O Brasil aplica os juros reais mais altos do mundo atualmente e esse problema não é de hoje. A Selic, taxa básica de juros arbitrada pelo Banco Central, foi elevada ao absurdo patamar de 13,75% ao ano desde agosto 2022 e permanece aí até hoje, provocando estragos acumulados e aprofundando, a cada dia, a recessão econômica em que já nos encontramos.

A desculpa do Banco Central para elevar a Selic, que em março de 2021 estava em 2%, tem sido o controle inflacionário, o que não tem base científica alguma, tendo em vista que a inflação no Brasil tem sido provocada pelos constantes aumentos dos preços de alimentos e dos preços administrados pelo próprio governo, principalmente combustíveis e energia.

O único instrumento que o Banco Central possui para controlar inflação é subir juros. A inconsistência é flagrante. É evidente que subir juros não faz cair o preço de combustíveis, energia e alimentos, os quais têm sido os maiores responsáveis pela inflação.

Para reduzir a inflação, o governo teria que enfrentar as causas dessa inflação, conforme sugestões apresentadas pela Auditoria Cidadã da Dívida à equipe de transição do governo eleito, registradas em Carta Aberta que foi amplamente divulgada no país e até no exterior.
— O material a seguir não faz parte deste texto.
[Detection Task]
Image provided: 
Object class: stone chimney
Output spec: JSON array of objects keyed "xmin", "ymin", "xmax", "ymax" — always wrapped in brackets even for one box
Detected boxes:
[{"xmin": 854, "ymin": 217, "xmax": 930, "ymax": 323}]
A Comissão de Assuntos Econômicos do Senado convidou Roberto Campos Neto para explicar o patamar da taxa Selic e, também nessa oportunidade, a Auditoria Cidadã da Dívida preparou e enviou às senadoras e senadores documento contendo sugestão de diversos questionamentos que precisariam ser respondidos por Campos Neto, tais como:

– Esclarecer sua afirmação no sentido de que “Você tem que colocar o país em recessão para recuperar credibilidade…”, prejudicando toda a economia do país e a coletividade, em flagrante ofensa ao disposto no art. 192 da Constituição Federal. Que tipo de “credibilidade” se pretendia recuperar com essa atitude contrária aos interesses do país? “recuperar credibilidade” junto a quem?
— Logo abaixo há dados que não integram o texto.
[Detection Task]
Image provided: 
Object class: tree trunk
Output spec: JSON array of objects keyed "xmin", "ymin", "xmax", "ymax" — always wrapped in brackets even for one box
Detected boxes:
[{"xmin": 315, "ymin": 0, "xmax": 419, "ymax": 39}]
– Por que relegar a preocupação com a atividade econômica do país e a garantia de pleno emprego, para aplicar o veneno dos juros altos que não têm serventia alguma para controlar o tipo de inflação que existe no Brasil?

– Quais as “justificativas” técnicas e econômicas do BC para a exagerada remuneração parasita aos bancos (operações compromissadas e depósito voluntário remunerado), apesar dos imensos danos que essa operação provoca à economia do país (dano aos cofres públicos; elevação dos juros de mercado; elevação da dívida pública)?

– Por que a maioria dos representantes do Copom, que decide o patamar da Selic, são provenientes do mercado financeiro, único setor da economia que se beneficia da alta exagerada da Selic, enquanto todos os demais setores econômicos e sociais são prejudicados?

– Por que pagar R$ 181 bilhões de juros aos bancos em 2022, remunerando a sua sobra de caixa, (dinheiro da sociedade) e provocando elevação de todas as taxas de juros de mercado, além de gerar prejuízo brutal ao próprio BC, ainda mais considerando que todo o prejuízo do BC pode vir a ser transferido ao Tesouro Nacional (Art. 7º da “Lei de Responsabilidade Fiscal”)?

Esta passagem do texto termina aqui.